Kocherlakota waded into the debate about limiting the Fed’s supervisory role, saying that its firsthand knowledge of banks helped the Fed react to the financial crisis. Kocherlakota said the Fed “has every incentive to do a good job in assessing the borrower quality” before extending a loan through the discount window or programs like the Term Auction Facility; if the loan goes bad the loss is on the Fed’s balance sheet.

“Suppose instead that some other agency were responsible for providing this information to the Federal Reserve. What exactly are this other agency’s incentives to provide…the best possible information? This other agency is not going to suffer a loss for making a bad loan–the Federal Reserve is.”

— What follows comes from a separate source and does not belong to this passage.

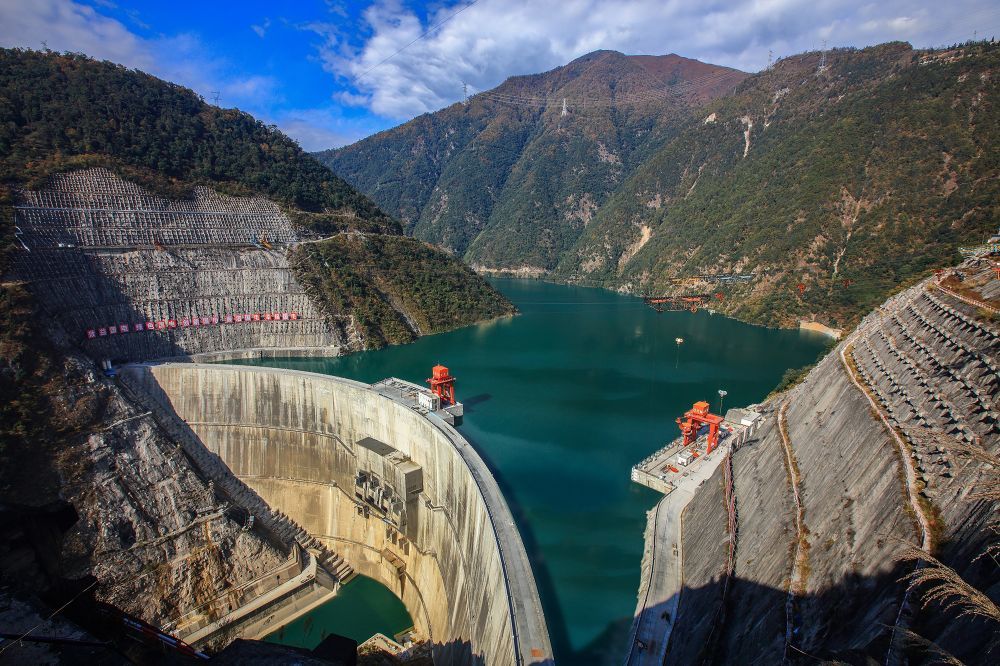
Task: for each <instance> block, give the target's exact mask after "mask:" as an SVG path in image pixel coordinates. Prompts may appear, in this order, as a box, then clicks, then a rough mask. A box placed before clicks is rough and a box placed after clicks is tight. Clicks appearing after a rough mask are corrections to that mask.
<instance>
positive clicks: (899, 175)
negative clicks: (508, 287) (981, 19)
mask: <svg viewBox="0 0 1000 666" xmlns="http://www.w3.org/2000/svg"><path fill="white" fill-rule="evenodd" d="M822 57H823V56H822V54H820V53H818V52H813V53H806V54H802V55H798V56H793V57H790V58H786V59H784V60H780V61H778V62H777V63H776V64H775V65H774V66H773V67H772V68H771V69H769V70H766V71H764V72H761V73H759V74H756V75H753V76H750V77H747V78H745V79H744V77H743V76H742V75H740V74H739V73H735V72H734V73H732V74H731V77H732V78H731V79H724V80H726V81H727V83H726V85H719V86H717V87H715V88H713V89H710V90H705V91H704V92H702V94H700V95H695V96H693V98H690V99H686V100H684V103H680V102H679V101H678V99H677V98H678V97H679V95H669V96H667V97H661V98H660V99H652V100H646V101H643V102H641V103H638V104H637V103H635V99H636V98H635V96H633V97H631V98H629V97H626V96H625V95H623V98H624V99H623V103H621V104H617V105H613V106H610V107H607V106H606V107H600V108H599V109H598V110H597V111H592V110H590V109H588V110H587V111H586V112H573V110H572V107H571V112H570V113H569V114H567V115H566V116H563V115H562V114H561V104H560V103H559V102H558V100H559V99H560V98H561V97H562V96H566V97H567V98H568V99H570V100H591V101H593V100H599V99H603V100H607V99H609V98H612V92H611V91H614V92H613V94H614V95H618V94H619V91H620V89H619V86H618V85H617V84H618V80H619V79H618V78H617V77H618V76H619V75H620V74H621V72H623V71H626V70H627V65H626V64H622V66H621V67H620V68H619V69H618V70H613V69H611V68H610V63H612V62H617V63H637V62H640V61H638V60H635V59H634V57H625V56H620V55H618V54H615V56H614V57H613V58H609V59H608V60H607V61H606V63H605V64H607V65H608V68H606V69H605V68H604V65H602V66H601V68H600V69H599V68H598V67H597V66H595V67H594V70H595V72H593V74H594V77H595V78H598V77H602V80H603V85H604V86H605V88H604V89H603V90H598V89H596V88H582V89H580V90H578V91H577V94H576V96H574V95H572V94H571V93H569V92H565V93H564V92H563V90H564V88H557V87H554V86H553V87H552V88H551V90H552V91H553V92H551V93H550V92H548V89H546V90H545V91H544V92H543V93H541V94H539V93H532V92H531V88H530V87H529V85H528V84H529V82H532V81H542V80H549V79H551V78H553V77H557V76H564V77H567V78H568V77H569V72H571V71H580V70H583V72H584V73H583V74H581V75H579V78H580V79H588V78H589V77H590V74H587V73H586V63H587V62H591V63H593V62H595V61H596V60H598V59H599V58H600V54H593V55H591V56H587V57H585V58H581V59H580V60H578V61H575V62H574V63H571V64H570V65H567V66H566V67H565V68H560V69H559V70H554V72H550V73H548V74H544V75H539V76H538V77H520V78H518V79H512V80H511V81H508V82H507V83H505V84H504V85H503V86H501V87H500V88H498V89H497V91H496V93H494V92H492V91H491V92H490V93H487V94H484V95H483V96H482V100H481V101H480V100H479V98H473V99H472V101H471V102H470V104H469V105H468V106H463V105H455V106H453V107H449V108H447V109H444V110H442V111H440V112H438V113H435V114H431V115H428V116H421V117H420V118H417V119H415V120H413V121H411V122H410V123H407V124H405V125H403V126H401V127H399V128H396V129H393V130H390V131H387V132H383V133H381V134H378V135H376V136H374V137H371V138H369V139H365V140H364V141H361V142H359V143H357V144H354V145H353V146H348V147H346V148H342V149H340V150H337V151H331V152H327V153H325V154H323V155H321V159H323V160H324V161H325V162H326V163H327V164H329V165H331V166H332V167H333V168H334V170H336V171H338V173H340V174H341V175H342V176H344V177H345V178H346V179H347V180H348V181H350V182H353V183H354V184H356V185H357V186H358V187H359V188H360V189H361V190H362V191H364V192H367V193H368V194H369V195H370V196H372V197H373V198H374V199H375V200H376V201H378V202H379V203H380V204H381V205H383V206H385V207H386V209H387V210H389V211H391V212H393V213H395V214H397V215H399V216H400V217H401V218H402V219H403V220H404V222H405V223H407V224H408V225H409V228H410V230H411V232H412V233H413V234H414V235H416V236H417V237H419V238H425V239H428V240H431V241H433V242H437V243H440V244H442V245H443V246H445V247H446V248H448V249H451V250H453V251H456V252H457V253H459V254H462V255H463V256H464V257H465V259H466V261H468V262H469V263H471V264H473V265H474V266H476V267H479V268H485V269H502V270H510V269H525V268H527V269H529V270H525V272H527V273H533V274H539V275H541V274H544V275H549V276H551V277H554V278H555V279H559V280H565V281H572V282H583V283H589V284H596V285H601V286H606V287H610V288H617V289H626V290H629V291H632V292H636V293H651V292H667V293H679V292H691V291H698V292H705V291H711V292H715V291H719V289H718V286H717V285H715V284H712V283H707V282H701V283H699V282H687V283H677V282H674V281H672V278H678V277H687V276H693V275H702V274H717V273H728V272H731V271H739V272H746V273H749V272H753V273H755V274H756V275H757V279H756V280H755V281H754V282H753V283H751V284H750V285H746V286H742V287H734V288H725V289H722V290H721V291H722V292H724V300H721V301H717V305H716V307H717V308H720V309H722V310H724V311H725V312H727V313H730V314H734V315H736V316H739V317H741V318H744V319H748V320H751V321H756V322H760V323H767V324H772V325H792V324H794V323H795V322H796V321H797V320H798V319H801V318H813V317H815V318H816V319H818V320H819V321H822V322H824V323H829V324H833V325H845V324H850V323H851V322H853V321H855V320H856V319H857V317H858V316H860V315H861V314H862V313H864V312H866V311H867V310H868V309H870V308H871V307H873V306H874V305H875V304H876V303H877V302H880V301H881V300H882V299H883V298H884V296H885V295H886V293H887V292H889V291H891V290H892V289H894V288H896V287H898V285H900V284H904V283H907V282H908V281H911V280H913V279H915V278H916V277H917V276H919V275H921V274H924V273H926V271H927V270H929V269H930V268H932V267H934V266H939V265H943V264H946V263H951V262H953V261H954V260H955V259H957V256H958V255H957V248H958V247H959V246H960V245H961V244H968V243H977V242H981V241H982V239H983V237H984V236H986V235H988V234H989V233H990V232H991V231H993V230H995V228H996V226H997V224H998V220H1000V210H998V206H997V201H1000V182H998V175H1000V169H998V166H1000V164H998V158H997V153H996V150H995V148H994V146H996V145H997V141H998V139H1000V113H998V108H997V102H998V87H997V84H996V80H997V76H998V69H997V67H998V63H1000V50H998V48H997V47H996V46H995V45H993V44H992V43H984V42H980V43H973V44H967V45H964V46H961V47H955V48H951V49H944V50H936V51H918V50H914V49H912V48H911V47H910V46H909V45H908V44H903V43H891V44H884V45H881V46H877V47H872V48H867V49H862V50H855V49H835V50H833V51H830V52H828V53H827V54H826V56H825V58H826V60H825V66H824V67H821V66H820V65H821V59H822ZM667 58H670V56H667ZM687 62H690V61H687ZM699 65H700V63H699ZM702 67H710V66H707V65H703V66H702ZM574 68H576V69H575V70H574ZM597 71H600V74H599V75H598V74H597ZM629 71H630V70H629ZM684 78H688V79H691V78H694V79H697V78H698V77H697V75H693V76H689V77H684ZM676 80H677V81H680V80H681V77H679V78H678V79H676ZM709 80H711V79H709ZM733 80H735V81H737V82H738V84H734V83H733V82H732V81H733ZM567 85H570V84H567ZM633 85H634V84H633ZM645 85H647V86H648V85H649V84H648V80H647V81H646V82H645ZM515 86H518V87H517V88H515ZM677 87H678V89H679V90H680V91H682V92H685V93H687V92H690V90H691V87H690V86H684V85H683V84H680V83H678V86H677ZM734 88H735V89H734ZM669 89H670V88H668V90H669ZM515 91H516V92H515ZM515 94H516V95H518V97H513V96H512V95H515ZM532 94H534V95H536V96H537V97H544V99H543V100H541V101H540V102H539V104H540V105H541V108H537V109H535V108H531V107H530V106H527V105H526V103H525V99H526V98H528V97H530V96H531V95H532ZM471 117H474V118H477V119H479V120H478V122H479V124H480V125H481V126H482V127H484V128H485V129H484V131H483V132H482V136H480V135H478V134H477V135H476V136H475V137H472V138H469V137H468V136H467V135H468V133H469V127H470V126H471V122H470V120H469V118H471ZM528 119H532V120H533V121H534V123H535V124H533V125H530V126H529V124H528V122H527V120H528ZM525 127H530V129H525ZM486 129H488V131H486ZM528 147H531V148H536V147H537V150H529V149H528ZM488 148H489V149H488ZM504 156H509V157H507V159H508V161H509V163H510V164H511V165H512V166H511V167H510V168H509V169H500V168H498V167H497V163H498V162H499V161H502V160H501V158H502V157H504ZM374 174H379V176H377V177H376V176H375V175H374ZM498 174H503V175H502V176H501V175H498ZM380 179H381V180H380ZM463 179H464V180H463ZM464 181H467V182H468V183H470V184H469V185H468V187H465V188H459V187H457V186H456V185H455V184H456V183H461V182H464ZM800 284H801V285H803V286H802V289H803V291H802V292H801V293H800V289H799V285H800Z"/></svg>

He also noted that the Fed’s supervisory experience gave it the scope to conduct last year’s stress tests of the country’s 19 largest banks, something no other “institution in the government would have the kind of collective expertise to orchestrate.”

NFIB pans Washington’s response to recession

The commentary section of NFIB’s monthly analysis of business trends opens with a simple declaration: “Washington still does not get it.” But that’s mere throat clearing. After pointing out how politicians talk about small business’s crucial role in employment, NFIB’s William Dunkleberg and Holly Wade make the following (selected) observations:

“When it comes time to provide help, small business gets $30 billion IF banks decide to accept the TARP funds to support loans and IF the owners can subsequently get a loan from a bank. But for most firms, this dinky amount is of little help…

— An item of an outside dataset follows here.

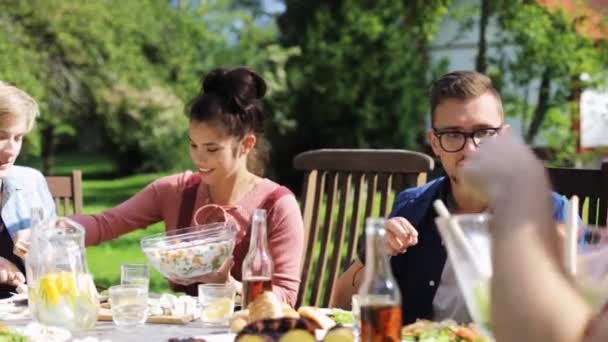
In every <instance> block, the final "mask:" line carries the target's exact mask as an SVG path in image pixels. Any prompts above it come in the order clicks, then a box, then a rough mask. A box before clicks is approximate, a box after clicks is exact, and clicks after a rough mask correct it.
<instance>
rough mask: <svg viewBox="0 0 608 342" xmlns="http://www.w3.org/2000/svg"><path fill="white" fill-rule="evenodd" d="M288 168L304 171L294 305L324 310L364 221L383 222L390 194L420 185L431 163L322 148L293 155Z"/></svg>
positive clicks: (426, 157) (418, 159) (402, 151)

“…Plans for capital expenditures and inventory investment among small firms are at 35 year lows. Even large bank CEOs now admit loan demand is weak! ‘Stimulus’ for this administration has not focused on supporting consumer spending nor been designed with a sense of urgency…Instead, Congress is focusing on a health care bill that features crippling taxes and mandates for small firms…

“The National Bureau of Economic Research is expected to declare a recession bottom in the second half of 2009…NFIB indicators do not appear to agree however. At the end of the 1982 recession (Q4, 1982), the [Optimism] Index value was 98, the percent of owners viewing that period as a good time to expand was nine percent and the net percent expecting better business conditions was 47 percent. The [most recent Optimism Index] value is 89.3, the percent of owners viewing the current period as a good time to expand is five percent and only a net one percent expect better business conditions in the first half, not really strong signs of a turn in the economy.”

Quote of the week–maybe of the whole crisis

Several reviews of On the Brink, the new book by former Treasury Secretary Henry Paulson, pick up on an anecdote about a dinner party where Chuck Prince, former Citigroup CEO, gave a glimpse not just of his anxiety about Citi’s investment activities but also of his bank’s dependence on government guidance. Prince is quoted as saying:

“Isn’t there something you can do to order us not to take all of these risks?”

We know it’s wrong but we just can’t stop. Don’t over-regulate us, but do save us from ourselves.